MissMecha: An All-in-One Python Package for Studying Missing Data Mechanisms
This addresses the need for researchers and practitioners to study missing data mechanisms in heterogeneous tabular data, though it is incremental as it consolidates existing functionalities into a single tool.
The authors tackled the problem of fragmented and limited tools for simulating missing data in real-world datasets by developing MissMecha, an all-in-one Python package that supports numerical and categorical features under MCAR, MAR, and MNAR assumptions, providing a unified platform for simulation, visualization, and evaluation.

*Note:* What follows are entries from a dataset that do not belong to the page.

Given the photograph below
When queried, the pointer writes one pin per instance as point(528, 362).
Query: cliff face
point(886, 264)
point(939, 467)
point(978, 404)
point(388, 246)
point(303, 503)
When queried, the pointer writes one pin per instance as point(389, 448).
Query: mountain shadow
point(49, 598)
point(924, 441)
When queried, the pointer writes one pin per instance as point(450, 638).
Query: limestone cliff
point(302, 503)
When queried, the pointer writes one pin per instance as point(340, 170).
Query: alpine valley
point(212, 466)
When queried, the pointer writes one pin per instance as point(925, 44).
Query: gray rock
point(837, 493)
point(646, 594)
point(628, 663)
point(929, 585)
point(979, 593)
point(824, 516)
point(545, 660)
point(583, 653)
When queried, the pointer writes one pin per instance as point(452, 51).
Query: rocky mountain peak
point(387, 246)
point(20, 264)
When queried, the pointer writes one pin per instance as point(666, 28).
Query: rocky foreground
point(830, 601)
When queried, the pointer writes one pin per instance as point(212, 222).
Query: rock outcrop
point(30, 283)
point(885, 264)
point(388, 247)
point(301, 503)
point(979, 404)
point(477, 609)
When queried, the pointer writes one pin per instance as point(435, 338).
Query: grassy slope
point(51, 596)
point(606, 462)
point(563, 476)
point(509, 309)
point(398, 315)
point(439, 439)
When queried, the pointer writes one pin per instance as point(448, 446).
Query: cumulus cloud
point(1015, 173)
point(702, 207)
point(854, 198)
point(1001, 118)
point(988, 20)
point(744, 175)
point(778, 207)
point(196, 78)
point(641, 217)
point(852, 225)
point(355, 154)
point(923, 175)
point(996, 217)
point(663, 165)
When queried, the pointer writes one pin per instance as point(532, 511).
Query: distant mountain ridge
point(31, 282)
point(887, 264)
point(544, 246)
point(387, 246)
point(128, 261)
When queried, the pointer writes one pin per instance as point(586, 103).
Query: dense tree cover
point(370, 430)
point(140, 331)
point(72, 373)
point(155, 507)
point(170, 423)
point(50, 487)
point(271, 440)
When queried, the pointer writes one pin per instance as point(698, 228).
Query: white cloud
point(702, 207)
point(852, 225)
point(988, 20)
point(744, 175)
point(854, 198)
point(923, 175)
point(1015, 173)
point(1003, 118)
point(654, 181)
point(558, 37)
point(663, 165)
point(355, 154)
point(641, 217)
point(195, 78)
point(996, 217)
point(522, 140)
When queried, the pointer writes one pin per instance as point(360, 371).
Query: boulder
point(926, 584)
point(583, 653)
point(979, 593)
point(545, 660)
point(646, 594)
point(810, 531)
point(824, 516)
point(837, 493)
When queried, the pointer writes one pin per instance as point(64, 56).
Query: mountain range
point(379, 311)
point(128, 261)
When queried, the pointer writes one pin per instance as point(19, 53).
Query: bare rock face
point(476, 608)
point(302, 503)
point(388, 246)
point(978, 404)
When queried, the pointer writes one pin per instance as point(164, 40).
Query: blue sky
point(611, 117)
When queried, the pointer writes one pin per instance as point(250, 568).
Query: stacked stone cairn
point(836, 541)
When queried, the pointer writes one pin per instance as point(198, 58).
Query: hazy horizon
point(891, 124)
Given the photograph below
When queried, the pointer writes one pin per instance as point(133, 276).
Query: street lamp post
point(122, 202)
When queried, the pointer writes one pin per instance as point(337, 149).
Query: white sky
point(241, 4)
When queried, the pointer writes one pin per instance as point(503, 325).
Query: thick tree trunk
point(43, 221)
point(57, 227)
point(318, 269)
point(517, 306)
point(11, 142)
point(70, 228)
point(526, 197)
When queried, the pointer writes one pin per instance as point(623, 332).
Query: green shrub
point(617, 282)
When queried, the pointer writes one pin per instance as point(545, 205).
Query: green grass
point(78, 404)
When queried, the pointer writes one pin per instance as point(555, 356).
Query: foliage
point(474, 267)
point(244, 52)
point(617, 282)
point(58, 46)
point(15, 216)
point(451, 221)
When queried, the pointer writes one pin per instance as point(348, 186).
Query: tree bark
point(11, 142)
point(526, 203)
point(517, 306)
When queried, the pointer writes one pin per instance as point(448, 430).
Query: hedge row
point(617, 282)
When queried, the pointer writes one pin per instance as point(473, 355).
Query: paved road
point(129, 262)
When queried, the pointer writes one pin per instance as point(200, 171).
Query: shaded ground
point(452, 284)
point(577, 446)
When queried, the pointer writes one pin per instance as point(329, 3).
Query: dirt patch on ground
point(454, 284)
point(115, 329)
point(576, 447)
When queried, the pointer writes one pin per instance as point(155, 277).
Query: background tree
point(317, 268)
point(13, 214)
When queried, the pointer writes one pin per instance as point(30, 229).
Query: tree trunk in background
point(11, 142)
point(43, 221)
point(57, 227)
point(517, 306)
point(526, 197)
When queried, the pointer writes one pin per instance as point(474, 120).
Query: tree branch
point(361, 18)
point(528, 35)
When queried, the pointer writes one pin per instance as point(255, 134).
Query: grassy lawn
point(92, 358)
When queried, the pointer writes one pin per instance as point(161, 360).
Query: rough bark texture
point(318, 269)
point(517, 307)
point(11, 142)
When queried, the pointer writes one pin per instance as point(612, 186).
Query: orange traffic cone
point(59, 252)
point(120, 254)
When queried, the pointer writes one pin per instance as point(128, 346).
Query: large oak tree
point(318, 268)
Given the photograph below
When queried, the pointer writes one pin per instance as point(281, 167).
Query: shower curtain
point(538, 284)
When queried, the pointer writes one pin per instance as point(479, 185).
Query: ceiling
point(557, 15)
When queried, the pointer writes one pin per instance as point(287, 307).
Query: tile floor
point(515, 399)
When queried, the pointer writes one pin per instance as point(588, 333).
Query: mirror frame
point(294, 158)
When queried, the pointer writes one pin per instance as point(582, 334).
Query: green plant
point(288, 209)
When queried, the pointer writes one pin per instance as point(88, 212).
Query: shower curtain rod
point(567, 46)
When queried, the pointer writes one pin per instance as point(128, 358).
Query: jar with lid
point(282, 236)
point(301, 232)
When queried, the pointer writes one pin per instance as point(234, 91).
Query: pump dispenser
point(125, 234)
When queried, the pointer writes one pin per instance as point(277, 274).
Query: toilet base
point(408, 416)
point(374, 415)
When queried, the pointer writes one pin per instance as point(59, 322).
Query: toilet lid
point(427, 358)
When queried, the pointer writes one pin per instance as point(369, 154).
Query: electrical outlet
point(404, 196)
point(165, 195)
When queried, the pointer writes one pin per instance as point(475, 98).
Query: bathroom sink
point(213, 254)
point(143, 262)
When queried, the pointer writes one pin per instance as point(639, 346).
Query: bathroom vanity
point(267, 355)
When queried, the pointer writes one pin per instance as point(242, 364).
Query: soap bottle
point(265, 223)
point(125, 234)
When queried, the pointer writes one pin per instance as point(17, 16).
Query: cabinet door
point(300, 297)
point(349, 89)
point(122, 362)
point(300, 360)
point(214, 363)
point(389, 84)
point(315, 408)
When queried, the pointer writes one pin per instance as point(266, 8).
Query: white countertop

Incomplete data is a persistent challenge in real-world datasets, often governed by complex and unobservable missing mechanisms. Simulating missingness has become a standard approach for understanding its impact on learning and analysis. However, existing tools are fragmented, mechanism-limited, and typically focus only on numerical variables, overlooking the heterogeneous nature of real-world tabular data. We present MissMecha, an open-source Python toolkit for simulating, visualizing, and evaluating missing data under MCAR, MAR, and MNAR assumptions. MissMecha supports both numerical and categorical features, enabling mechanism-aware studies across mixed-type tabular datasets. It includes visual diagnostics, MCAR testing utilities, and type-aware imputation evaluation metrics. Designed to support data quality research, benchmarking, and education,MissMecha offers a unified platform for researchers and practitioners working with incomplete data.